If you drove on the Parkway from Pigeon Forge to Gatlinburg now, you would have to hunt to notice fire damage. Downtown Gatlinburg and the entire city of Pigeon Forge remained unscathed, but although the fires are out, the after-effects have hit the local residents and businesses hard: lack of tourism.
A server in one of the pancake houses told us the residents who lost their homes in the fires are being helped by Dolly Parton’s Fund My People initiative (Mountain Tough Recovery Team), community funds, grants, and donations, but the others, herself included, who rely solely on the tourism dollars, are suffering from the lack of visitors. “This place should be packed- and it just isn’t.” The impacting damage done was not by the flames, but by the public misconception that these gorgeous mountain towns were lost.
Bouncing Back from Tragedy
These mountain communities are pretty resilient, like our hurricane-battered coasts in Florida, where I live. Last summer, the east coast of Florida received the brunt of not one but two hurricanes- the last one saw waves of water washing through Jacksonville and submerging many parts of historic St. Augustine. But the waters subsided and the folks hung out their carpets to dry, as they have done for years, and visitors now would never have guessed what had happened there before.
Like Florida coastal areas, the mountain towns have cleared the rubble and are bouncing back, ‘mountain tough,’ as Dolly Parton named her Fund My People initiative. They are ready for visitors.
The Great Smoky Mountains National Park is one of the most popular National Parks in America, but since the fires, people have been shying away. Pigeon Forge alone has 14,000 accommodations- from hotel rooms to cabins and campsites, and they only have 6,000 residents, the majority of whose livelihoods rely on tourism dollars. The truth of the matter is these communities are open for business, but they need you to help them recover economically. They need your business.
Fire Damage in the Great Smoky National Park
The Great Smoky Mountains National Park encompasses 520,000 acres of land. 17,000 acres burned. That was .003% of the land. There are 150 hiking trails through the Smoky Mountains. Five trails are currently closed due to fire or storm damage.
There was no fire damage in historic Cades Cove or on the Little River Road, where the popular swimming hole, Metcalf Bottoms is located. Buses ran tubers up and down the road to the tube launch point in the park while we were there. (Yes, you can tube your way out of the Smoky Mountains National Park! You can also whitewater raft in the Smokies– but that’s a whole other story.)

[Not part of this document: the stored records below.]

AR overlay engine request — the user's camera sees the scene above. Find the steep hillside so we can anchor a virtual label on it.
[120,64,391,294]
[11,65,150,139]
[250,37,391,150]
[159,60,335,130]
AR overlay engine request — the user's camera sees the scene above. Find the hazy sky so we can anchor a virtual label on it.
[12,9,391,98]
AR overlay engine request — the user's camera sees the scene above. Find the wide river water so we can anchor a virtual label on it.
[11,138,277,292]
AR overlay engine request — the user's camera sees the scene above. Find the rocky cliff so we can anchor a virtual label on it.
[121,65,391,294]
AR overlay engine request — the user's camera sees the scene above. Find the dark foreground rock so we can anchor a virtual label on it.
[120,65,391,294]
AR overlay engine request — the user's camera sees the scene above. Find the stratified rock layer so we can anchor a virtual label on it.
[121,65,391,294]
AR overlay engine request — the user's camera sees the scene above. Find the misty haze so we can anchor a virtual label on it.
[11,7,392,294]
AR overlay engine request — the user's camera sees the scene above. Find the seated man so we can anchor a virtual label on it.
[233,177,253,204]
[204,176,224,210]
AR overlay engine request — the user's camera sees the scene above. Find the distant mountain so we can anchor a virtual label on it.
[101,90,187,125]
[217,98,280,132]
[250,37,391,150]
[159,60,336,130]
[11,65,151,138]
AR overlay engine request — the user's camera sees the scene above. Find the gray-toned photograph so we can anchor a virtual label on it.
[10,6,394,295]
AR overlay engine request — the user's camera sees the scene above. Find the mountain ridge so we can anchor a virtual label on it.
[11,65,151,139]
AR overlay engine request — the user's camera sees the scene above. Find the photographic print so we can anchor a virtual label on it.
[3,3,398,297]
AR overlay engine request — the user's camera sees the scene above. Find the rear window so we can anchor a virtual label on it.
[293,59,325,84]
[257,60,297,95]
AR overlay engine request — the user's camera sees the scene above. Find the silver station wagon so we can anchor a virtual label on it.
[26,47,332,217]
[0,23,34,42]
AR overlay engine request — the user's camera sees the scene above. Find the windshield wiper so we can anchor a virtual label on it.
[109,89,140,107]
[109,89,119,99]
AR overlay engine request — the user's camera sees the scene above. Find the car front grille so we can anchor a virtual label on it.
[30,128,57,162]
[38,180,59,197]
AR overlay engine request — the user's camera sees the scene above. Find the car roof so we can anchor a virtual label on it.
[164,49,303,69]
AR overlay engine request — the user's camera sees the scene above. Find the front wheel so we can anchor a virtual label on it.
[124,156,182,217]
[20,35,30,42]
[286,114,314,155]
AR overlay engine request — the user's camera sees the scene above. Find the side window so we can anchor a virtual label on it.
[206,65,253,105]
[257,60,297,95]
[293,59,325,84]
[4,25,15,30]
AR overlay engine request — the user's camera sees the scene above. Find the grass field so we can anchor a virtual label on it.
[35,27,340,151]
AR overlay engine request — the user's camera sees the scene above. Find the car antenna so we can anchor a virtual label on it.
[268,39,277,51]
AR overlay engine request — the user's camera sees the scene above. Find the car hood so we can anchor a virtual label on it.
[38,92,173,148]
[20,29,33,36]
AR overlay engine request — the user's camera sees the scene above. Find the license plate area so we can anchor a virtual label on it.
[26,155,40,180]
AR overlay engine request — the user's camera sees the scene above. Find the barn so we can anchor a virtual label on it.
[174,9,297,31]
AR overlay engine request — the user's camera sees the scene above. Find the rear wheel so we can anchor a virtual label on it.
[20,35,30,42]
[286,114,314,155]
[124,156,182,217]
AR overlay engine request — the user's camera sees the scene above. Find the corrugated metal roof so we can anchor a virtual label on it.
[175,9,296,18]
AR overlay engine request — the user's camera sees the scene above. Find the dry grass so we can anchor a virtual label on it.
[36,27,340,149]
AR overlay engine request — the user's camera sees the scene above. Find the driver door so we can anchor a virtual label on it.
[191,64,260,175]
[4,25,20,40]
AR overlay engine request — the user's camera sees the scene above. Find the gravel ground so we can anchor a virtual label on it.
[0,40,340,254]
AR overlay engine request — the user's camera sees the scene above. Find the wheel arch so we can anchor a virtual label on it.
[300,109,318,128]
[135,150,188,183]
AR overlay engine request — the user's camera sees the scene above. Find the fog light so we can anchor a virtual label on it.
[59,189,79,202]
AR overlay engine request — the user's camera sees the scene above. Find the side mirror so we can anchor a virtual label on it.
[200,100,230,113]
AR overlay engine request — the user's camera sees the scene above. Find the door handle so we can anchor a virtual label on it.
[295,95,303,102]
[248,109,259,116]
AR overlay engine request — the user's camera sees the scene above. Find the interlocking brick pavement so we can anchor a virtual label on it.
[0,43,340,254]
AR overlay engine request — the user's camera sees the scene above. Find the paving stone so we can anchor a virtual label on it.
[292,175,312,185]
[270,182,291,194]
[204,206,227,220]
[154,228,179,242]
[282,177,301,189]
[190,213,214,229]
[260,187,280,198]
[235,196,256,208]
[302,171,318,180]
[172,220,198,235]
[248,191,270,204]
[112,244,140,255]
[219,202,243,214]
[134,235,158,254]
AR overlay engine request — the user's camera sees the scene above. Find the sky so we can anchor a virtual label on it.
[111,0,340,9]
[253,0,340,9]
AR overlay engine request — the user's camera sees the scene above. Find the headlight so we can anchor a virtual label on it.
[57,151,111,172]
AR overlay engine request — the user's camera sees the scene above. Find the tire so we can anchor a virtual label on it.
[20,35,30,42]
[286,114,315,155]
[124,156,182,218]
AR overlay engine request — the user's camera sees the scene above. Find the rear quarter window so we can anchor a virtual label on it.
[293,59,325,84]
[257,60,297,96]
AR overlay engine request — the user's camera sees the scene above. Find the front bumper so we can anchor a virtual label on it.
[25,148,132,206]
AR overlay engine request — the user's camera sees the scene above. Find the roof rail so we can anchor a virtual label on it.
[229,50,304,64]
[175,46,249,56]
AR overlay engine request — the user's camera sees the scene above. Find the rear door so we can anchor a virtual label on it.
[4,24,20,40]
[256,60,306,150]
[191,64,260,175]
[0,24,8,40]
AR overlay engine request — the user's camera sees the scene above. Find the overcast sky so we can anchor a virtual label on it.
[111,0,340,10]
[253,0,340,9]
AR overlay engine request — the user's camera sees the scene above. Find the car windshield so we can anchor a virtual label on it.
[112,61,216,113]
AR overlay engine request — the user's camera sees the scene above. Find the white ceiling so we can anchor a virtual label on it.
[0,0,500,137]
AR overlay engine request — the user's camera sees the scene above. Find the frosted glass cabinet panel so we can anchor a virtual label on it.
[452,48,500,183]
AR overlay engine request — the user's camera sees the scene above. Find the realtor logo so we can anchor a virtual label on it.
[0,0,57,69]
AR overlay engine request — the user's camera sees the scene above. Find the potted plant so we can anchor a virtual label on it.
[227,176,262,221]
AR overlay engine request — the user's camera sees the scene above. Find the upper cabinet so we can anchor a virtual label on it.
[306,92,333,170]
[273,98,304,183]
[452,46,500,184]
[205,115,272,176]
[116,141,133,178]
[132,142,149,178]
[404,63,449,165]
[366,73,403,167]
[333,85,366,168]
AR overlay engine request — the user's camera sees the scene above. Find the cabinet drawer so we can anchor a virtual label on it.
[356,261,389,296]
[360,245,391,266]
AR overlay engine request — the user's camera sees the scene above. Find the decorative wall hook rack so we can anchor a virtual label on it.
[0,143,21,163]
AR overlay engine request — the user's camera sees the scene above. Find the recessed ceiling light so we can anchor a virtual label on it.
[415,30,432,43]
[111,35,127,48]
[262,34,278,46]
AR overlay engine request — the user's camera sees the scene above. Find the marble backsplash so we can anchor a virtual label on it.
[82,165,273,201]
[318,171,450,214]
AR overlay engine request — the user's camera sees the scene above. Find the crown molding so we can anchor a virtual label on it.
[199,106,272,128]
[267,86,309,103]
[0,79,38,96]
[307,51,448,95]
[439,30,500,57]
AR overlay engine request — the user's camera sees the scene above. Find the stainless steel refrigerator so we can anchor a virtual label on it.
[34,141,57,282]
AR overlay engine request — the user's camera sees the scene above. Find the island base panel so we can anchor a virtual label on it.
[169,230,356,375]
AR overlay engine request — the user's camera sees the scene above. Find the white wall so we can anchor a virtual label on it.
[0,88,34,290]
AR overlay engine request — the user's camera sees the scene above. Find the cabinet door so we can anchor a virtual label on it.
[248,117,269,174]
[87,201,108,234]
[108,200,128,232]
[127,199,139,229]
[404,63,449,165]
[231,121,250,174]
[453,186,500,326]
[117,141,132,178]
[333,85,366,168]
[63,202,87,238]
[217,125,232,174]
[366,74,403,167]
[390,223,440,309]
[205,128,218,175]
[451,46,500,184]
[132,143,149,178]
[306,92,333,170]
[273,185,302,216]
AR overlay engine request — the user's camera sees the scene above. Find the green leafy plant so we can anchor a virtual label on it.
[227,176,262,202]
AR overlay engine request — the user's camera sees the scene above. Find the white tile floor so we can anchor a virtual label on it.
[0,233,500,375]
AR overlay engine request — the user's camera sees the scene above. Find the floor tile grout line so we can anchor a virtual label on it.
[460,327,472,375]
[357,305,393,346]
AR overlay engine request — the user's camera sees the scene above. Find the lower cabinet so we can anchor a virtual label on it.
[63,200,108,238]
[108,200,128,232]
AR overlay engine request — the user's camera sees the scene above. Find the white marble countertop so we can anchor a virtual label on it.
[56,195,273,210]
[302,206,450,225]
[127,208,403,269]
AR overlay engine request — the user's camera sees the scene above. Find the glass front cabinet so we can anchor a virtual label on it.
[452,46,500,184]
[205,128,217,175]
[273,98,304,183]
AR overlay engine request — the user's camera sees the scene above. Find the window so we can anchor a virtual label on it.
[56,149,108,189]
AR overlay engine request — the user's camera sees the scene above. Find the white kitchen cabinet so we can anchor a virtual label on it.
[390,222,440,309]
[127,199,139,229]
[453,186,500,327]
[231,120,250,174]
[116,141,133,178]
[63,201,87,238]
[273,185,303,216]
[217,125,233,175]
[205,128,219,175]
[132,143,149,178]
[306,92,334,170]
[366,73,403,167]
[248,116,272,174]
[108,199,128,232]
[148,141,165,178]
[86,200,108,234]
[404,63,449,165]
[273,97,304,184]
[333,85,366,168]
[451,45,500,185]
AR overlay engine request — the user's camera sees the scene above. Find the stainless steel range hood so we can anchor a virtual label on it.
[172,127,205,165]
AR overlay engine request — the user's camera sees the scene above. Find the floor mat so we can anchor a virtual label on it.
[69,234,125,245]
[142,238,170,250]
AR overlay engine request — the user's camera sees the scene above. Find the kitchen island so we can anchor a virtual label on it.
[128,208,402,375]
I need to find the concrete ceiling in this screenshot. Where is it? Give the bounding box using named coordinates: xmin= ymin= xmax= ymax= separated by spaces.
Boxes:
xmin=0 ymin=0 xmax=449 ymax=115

On our drive on 5.5 one way Roaring Fork Motor Nature Trail in the park, we did witness fire damage. Stopping at the historic Ogle farmstead, we could see where the fire had swept around the surrounding forest. Driving past Rainbow Falls Trailhead, we came to a scenic overlook and had the opportunity to walk on a trail through a scorched area of the Smoky Mountains National Park.
Though we were surrounded by burned and blackened stumps, we were afforded a clear view of the surrounding greenery and mountains. And although our path was clear, tufts of bright greenery had already begun to sprout around the burnt tree bases and over the scorched earth.

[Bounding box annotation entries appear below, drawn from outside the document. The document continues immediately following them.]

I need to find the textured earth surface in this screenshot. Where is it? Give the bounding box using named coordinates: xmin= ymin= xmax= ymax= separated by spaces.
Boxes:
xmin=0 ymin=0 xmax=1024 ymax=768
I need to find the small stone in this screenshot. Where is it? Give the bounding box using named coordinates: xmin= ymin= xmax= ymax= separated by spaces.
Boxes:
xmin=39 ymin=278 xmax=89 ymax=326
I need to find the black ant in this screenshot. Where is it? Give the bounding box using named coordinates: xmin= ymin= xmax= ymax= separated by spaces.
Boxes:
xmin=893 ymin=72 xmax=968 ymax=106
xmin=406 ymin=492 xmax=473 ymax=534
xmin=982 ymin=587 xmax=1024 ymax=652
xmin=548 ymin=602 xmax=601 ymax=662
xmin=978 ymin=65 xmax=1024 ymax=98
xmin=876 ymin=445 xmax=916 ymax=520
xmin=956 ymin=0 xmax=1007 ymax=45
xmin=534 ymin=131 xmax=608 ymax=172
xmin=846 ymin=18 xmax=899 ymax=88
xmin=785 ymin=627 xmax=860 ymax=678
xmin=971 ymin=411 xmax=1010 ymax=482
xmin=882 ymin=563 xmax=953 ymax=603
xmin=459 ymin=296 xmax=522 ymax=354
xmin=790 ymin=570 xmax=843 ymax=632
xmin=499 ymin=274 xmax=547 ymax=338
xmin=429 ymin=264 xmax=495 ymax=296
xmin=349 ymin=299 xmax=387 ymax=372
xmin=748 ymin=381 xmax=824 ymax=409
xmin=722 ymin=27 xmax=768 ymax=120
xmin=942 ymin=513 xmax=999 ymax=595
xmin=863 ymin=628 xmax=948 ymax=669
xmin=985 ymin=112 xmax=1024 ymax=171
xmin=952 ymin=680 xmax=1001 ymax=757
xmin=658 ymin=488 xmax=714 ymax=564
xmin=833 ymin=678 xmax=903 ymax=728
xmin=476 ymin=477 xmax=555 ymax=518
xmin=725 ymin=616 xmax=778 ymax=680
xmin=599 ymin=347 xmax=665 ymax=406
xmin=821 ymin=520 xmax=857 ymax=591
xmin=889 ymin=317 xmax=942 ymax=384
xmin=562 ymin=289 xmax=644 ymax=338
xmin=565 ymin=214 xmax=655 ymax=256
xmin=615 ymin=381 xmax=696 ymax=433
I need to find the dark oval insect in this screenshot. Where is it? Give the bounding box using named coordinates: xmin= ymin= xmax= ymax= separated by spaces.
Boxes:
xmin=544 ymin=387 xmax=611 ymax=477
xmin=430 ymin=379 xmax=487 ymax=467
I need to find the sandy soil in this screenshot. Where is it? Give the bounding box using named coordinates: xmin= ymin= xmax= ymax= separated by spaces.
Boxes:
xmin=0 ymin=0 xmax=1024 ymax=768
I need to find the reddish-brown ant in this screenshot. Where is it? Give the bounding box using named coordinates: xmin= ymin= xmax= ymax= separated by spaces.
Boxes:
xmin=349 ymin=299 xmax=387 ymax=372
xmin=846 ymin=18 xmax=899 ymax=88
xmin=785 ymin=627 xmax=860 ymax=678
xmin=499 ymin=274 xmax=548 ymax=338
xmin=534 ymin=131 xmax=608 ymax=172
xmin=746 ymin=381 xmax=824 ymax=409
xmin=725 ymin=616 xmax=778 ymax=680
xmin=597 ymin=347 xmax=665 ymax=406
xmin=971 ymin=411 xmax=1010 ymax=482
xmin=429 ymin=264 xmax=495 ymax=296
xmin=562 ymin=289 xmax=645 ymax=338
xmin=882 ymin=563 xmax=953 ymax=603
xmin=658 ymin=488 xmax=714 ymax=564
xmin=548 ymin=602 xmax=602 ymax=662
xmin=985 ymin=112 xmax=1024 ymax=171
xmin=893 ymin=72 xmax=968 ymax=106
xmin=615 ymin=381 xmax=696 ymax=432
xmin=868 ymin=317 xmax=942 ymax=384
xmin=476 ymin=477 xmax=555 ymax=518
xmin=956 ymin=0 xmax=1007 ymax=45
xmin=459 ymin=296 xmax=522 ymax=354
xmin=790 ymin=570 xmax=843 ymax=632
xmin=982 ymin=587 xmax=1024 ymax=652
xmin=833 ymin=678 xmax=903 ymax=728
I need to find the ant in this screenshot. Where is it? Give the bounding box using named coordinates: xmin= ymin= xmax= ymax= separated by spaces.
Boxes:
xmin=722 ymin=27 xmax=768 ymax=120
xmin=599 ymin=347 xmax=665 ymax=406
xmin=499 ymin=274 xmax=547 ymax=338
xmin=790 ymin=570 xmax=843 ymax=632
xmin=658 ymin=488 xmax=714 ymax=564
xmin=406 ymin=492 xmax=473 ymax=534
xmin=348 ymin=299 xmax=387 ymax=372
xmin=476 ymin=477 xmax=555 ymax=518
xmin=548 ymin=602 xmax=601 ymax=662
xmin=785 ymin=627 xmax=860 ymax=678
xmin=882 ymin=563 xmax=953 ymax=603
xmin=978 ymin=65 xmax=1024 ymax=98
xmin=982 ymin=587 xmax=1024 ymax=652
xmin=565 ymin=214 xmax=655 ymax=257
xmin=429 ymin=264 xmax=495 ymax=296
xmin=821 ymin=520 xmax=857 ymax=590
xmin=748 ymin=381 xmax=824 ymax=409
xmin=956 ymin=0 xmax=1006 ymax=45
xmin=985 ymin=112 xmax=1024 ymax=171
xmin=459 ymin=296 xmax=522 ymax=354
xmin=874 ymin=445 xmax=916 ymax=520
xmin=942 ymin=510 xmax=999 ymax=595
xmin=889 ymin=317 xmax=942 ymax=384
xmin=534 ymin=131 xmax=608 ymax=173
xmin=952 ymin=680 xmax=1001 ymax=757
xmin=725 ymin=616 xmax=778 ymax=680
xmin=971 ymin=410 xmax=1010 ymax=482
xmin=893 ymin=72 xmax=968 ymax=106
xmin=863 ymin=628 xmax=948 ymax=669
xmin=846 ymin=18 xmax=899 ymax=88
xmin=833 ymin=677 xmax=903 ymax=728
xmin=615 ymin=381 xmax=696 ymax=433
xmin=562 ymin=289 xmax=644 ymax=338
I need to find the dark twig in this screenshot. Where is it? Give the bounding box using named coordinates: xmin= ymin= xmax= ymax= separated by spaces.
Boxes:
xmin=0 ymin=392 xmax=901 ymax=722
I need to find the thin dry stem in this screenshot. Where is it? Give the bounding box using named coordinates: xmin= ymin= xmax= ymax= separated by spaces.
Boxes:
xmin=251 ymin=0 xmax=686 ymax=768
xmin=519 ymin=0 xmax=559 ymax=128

“It’s like a prescribed burn,” my son said. Our kids have been involved with land management and conservation practices through their involvement in an annual Soil and Water Conservation Project, and one of the practices they were familiar with was prescribed burning. Prescribed or controlled burns are used to get rid of the undergrowth and underbrush in forested areas to help prevent hotter wildfires, control pests and improve the health of the ecosystem.

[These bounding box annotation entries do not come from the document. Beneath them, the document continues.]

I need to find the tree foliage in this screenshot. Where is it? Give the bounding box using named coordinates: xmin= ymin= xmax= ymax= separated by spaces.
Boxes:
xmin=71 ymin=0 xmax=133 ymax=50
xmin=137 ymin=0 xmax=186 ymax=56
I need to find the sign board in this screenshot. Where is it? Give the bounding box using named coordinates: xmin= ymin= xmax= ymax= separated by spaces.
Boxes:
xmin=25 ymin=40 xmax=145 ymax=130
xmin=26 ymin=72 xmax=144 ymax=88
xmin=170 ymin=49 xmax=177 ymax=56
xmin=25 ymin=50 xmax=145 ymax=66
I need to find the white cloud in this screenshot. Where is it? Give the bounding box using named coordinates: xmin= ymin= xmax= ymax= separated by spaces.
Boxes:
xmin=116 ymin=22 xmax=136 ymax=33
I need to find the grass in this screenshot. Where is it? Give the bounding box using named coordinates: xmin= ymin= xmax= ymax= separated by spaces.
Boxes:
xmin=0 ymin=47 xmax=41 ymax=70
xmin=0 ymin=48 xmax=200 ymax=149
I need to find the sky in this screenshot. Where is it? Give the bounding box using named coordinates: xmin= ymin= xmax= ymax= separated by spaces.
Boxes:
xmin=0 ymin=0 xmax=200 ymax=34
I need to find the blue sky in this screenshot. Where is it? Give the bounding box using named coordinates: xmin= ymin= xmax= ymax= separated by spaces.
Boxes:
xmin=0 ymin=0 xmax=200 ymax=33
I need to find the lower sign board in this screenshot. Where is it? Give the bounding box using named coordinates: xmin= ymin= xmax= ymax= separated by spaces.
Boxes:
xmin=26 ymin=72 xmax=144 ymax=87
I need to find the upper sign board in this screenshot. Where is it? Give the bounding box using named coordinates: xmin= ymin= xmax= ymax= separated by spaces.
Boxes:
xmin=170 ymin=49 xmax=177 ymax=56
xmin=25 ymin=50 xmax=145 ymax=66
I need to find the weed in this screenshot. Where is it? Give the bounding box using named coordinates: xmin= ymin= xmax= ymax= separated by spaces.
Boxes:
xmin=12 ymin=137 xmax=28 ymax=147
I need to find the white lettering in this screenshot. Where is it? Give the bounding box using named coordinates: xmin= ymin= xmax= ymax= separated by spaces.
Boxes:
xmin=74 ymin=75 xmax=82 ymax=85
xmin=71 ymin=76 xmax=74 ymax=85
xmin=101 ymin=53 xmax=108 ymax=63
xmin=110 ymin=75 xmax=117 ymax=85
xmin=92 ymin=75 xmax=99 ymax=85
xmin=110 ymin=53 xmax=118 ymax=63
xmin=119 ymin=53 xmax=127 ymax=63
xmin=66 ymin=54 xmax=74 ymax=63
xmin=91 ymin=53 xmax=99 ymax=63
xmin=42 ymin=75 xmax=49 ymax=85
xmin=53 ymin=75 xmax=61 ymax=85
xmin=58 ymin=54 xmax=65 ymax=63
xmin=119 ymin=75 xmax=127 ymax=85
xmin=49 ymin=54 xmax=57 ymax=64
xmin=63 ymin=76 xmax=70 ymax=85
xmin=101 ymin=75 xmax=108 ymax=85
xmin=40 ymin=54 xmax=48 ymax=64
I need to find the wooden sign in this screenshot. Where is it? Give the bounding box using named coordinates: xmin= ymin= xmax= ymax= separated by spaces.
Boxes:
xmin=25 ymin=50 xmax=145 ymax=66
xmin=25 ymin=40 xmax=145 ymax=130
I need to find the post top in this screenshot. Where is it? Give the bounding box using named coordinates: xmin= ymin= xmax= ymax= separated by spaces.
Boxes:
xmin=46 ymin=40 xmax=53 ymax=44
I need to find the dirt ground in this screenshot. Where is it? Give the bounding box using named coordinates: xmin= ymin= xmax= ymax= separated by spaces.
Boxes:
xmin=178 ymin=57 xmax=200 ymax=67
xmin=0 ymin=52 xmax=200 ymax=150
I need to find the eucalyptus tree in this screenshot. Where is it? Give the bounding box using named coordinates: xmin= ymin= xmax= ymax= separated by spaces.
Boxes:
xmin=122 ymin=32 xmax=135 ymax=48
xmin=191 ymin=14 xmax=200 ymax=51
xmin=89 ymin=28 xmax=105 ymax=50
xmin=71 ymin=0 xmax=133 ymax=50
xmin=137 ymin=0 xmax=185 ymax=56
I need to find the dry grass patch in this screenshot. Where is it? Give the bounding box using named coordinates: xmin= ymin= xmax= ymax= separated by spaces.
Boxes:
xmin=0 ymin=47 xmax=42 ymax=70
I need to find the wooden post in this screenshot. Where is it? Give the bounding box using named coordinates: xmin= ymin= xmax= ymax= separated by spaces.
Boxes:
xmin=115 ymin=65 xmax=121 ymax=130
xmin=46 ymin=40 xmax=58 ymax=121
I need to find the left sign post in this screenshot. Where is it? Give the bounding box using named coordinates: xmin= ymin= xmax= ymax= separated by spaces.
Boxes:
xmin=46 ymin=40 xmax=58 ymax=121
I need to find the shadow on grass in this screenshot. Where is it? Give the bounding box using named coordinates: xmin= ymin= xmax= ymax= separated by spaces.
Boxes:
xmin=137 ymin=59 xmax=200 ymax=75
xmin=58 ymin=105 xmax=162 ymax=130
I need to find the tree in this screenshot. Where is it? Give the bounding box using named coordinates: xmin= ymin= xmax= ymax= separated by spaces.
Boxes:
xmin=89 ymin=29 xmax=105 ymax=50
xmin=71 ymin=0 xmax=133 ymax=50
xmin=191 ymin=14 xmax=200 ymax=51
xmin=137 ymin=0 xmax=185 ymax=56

“I don’t think they allow prescribed burns on national park lands,” I told him.
He pointed out the new growth around us. “Nature always wins.”
We headed back to the car and drove less than half a mile away to the next overlook. I was thinking I’d get a photo of the burned mountaintop, but the growth around us was so thick that I couldn’t. We didn’t see more fire damage after that until the very end of Roaring Fork Road.
We drove through Pigeon Forge, past the multi-level go-kart tracks, the fudge shops, the Mountain Wheel at The Island, and the Alcatraz Crime Museum to reach our dinner destination, and it was clear to see that yes, they were definitely ‘open for business.’ And no, they weren’t charred ruins and it didn’t smell like smoke.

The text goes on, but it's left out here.